Deciding on Validity of the Agreement
Before the arbitration commences, both an arbitration tribunal and the courts are entrusted with examining the validity of an arbitration agreement. The principle of competence-competence is recognized by the Arbitration Proclamation (art. 19), hence, the tribunal can decide if it has jurisdiction over the case by examining the existence of a valid agreement. The court is also entrusted with the power of examining the validity of the agreement in deciding whether to refer the case to arbitration or not (art. 8). But, if the case is being seen once an award or an interim measure is rendered, then it is the court that has the jurisdiction to determine if the award was made based on a valid arbitration agreement.
Thus, the court, if it is the one deciding on the validity of the agreement, examines the validity of the agreement based on the applicable law. Assuming that the applicable law is the Ethiopian law, the court shall decide based on the rules of interpretation envisaged in articles 1732-1739 of the contract law.
Regard must also be given to the purpose of the recently enacted arbitration-related laws. Recently, Ethiopia enacted laws that promote arbitration with the purpose of facilitating trade and investment. To comply with the purpose of the law, the interpretation of the arbitration agreement should be made in a way it becomes effective unless the defect is incurable.
The above cases, for instance, may be cured by allowing the parties to go to an ad hoc arbitration as far as it can be ascertained that they had a clear intention to arbitrate. But, the absence of chosen arbitral seat in the first case and the dispute that may arise on the characterization of the dispute resolution by MoWUD as arbitration in the second case pose their own problems.

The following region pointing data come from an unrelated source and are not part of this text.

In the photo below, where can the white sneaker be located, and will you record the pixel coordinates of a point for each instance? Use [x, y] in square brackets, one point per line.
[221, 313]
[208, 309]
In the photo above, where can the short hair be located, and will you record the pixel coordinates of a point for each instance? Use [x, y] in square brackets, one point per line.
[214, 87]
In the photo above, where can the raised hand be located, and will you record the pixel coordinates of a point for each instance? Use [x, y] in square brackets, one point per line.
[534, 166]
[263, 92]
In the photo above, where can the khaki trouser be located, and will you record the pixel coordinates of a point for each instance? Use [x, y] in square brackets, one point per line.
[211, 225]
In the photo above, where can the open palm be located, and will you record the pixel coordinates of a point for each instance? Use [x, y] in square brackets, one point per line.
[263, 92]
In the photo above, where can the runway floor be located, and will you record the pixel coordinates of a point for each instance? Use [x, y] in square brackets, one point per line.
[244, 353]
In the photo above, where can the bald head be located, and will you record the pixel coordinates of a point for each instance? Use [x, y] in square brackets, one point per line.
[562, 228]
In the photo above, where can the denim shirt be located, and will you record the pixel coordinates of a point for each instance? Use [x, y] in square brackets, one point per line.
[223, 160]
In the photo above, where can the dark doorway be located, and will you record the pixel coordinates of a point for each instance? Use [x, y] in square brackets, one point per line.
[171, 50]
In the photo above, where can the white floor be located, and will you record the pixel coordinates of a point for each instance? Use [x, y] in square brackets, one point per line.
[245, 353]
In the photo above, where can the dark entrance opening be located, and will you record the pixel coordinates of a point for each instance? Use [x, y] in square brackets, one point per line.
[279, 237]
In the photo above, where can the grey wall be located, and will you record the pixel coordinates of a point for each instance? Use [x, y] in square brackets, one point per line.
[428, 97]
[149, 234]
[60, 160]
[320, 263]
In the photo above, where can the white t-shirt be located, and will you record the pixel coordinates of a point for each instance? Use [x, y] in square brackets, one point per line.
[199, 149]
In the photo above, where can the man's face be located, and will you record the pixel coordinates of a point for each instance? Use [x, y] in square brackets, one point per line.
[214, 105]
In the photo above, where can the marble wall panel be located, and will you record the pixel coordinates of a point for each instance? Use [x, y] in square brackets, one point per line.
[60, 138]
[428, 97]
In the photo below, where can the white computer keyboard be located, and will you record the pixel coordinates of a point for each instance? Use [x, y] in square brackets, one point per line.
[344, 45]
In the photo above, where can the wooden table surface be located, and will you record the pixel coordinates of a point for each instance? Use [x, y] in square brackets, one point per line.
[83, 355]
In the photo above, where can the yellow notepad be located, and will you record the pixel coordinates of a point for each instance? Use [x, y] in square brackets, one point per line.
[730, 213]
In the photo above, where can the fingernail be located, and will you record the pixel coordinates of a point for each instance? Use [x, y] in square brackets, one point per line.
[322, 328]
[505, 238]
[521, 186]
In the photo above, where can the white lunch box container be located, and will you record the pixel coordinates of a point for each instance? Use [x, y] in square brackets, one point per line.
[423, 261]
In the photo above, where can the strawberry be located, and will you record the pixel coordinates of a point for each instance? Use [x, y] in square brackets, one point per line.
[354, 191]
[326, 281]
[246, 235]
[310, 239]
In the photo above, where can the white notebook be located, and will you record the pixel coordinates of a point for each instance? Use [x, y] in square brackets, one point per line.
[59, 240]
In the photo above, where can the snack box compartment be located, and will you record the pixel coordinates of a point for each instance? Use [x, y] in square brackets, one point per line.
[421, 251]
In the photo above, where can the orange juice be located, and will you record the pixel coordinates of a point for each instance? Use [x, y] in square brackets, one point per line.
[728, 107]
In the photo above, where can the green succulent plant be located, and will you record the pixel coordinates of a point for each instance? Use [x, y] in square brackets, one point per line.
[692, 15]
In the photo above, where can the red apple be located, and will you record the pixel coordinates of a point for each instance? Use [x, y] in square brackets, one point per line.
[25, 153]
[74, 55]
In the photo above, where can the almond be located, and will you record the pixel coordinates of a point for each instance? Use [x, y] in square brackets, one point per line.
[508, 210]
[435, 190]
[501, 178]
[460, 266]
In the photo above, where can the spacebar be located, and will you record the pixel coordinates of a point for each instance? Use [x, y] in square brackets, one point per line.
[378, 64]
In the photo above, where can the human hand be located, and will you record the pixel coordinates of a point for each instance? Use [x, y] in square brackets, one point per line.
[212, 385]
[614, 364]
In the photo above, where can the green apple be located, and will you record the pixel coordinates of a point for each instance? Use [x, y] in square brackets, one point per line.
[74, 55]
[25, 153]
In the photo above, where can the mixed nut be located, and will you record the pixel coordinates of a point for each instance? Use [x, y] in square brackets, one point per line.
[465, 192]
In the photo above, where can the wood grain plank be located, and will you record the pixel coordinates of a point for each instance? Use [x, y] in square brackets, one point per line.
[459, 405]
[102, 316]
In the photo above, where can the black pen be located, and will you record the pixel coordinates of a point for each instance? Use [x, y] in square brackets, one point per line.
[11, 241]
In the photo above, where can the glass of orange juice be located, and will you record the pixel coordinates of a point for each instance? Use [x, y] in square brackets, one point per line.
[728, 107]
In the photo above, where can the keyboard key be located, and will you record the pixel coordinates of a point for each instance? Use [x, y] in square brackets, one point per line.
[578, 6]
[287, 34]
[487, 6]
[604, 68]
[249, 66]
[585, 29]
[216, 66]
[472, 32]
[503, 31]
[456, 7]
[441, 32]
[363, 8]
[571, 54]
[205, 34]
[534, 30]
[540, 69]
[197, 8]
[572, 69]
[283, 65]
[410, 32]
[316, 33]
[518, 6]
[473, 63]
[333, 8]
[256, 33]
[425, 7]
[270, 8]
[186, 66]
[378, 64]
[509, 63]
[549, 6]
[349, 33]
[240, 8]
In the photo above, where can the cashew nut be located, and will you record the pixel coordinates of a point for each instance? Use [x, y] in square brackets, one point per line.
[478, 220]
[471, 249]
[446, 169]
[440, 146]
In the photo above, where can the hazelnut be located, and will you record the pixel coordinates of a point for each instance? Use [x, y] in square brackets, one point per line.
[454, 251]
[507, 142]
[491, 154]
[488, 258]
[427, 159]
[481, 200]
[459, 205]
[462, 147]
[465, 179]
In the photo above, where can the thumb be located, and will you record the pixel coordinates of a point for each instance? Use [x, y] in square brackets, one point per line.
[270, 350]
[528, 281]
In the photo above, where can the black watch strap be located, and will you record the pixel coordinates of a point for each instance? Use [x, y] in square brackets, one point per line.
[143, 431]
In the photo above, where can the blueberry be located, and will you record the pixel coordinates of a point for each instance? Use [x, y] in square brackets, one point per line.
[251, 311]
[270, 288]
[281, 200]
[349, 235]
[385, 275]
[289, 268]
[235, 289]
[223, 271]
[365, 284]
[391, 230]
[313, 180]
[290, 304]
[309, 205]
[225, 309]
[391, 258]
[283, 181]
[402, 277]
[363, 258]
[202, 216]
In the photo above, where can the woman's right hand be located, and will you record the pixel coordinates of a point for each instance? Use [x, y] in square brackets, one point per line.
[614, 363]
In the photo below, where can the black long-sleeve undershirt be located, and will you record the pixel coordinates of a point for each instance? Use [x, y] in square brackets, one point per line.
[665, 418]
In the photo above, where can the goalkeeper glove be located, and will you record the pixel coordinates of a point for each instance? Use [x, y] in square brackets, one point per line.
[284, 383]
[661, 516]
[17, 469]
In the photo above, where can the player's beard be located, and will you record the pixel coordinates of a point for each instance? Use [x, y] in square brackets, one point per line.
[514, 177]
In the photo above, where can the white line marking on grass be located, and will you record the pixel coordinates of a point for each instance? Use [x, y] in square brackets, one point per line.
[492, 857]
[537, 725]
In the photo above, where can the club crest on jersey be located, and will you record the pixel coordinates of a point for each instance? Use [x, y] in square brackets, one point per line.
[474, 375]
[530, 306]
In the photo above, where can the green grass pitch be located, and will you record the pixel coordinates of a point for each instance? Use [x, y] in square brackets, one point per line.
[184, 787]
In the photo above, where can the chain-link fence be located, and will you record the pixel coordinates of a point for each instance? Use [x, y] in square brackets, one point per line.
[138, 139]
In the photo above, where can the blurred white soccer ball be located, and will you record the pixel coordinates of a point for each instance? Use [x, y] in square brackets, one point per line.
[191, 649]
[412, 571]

To conclude, the arbitration provisions of the Civil Code encouraged a restrictive approach and consequently, the Bench invalidated arbitration agreements that refer to a non-existing institution or institutional rule. The recent laws, however, seem to be pro-arbitration although there are things that must be tested through cases. Hence, courts shall give meaning that renders pathological clauses effective as far as the defect can be severed and the consent to arbitrate is clear.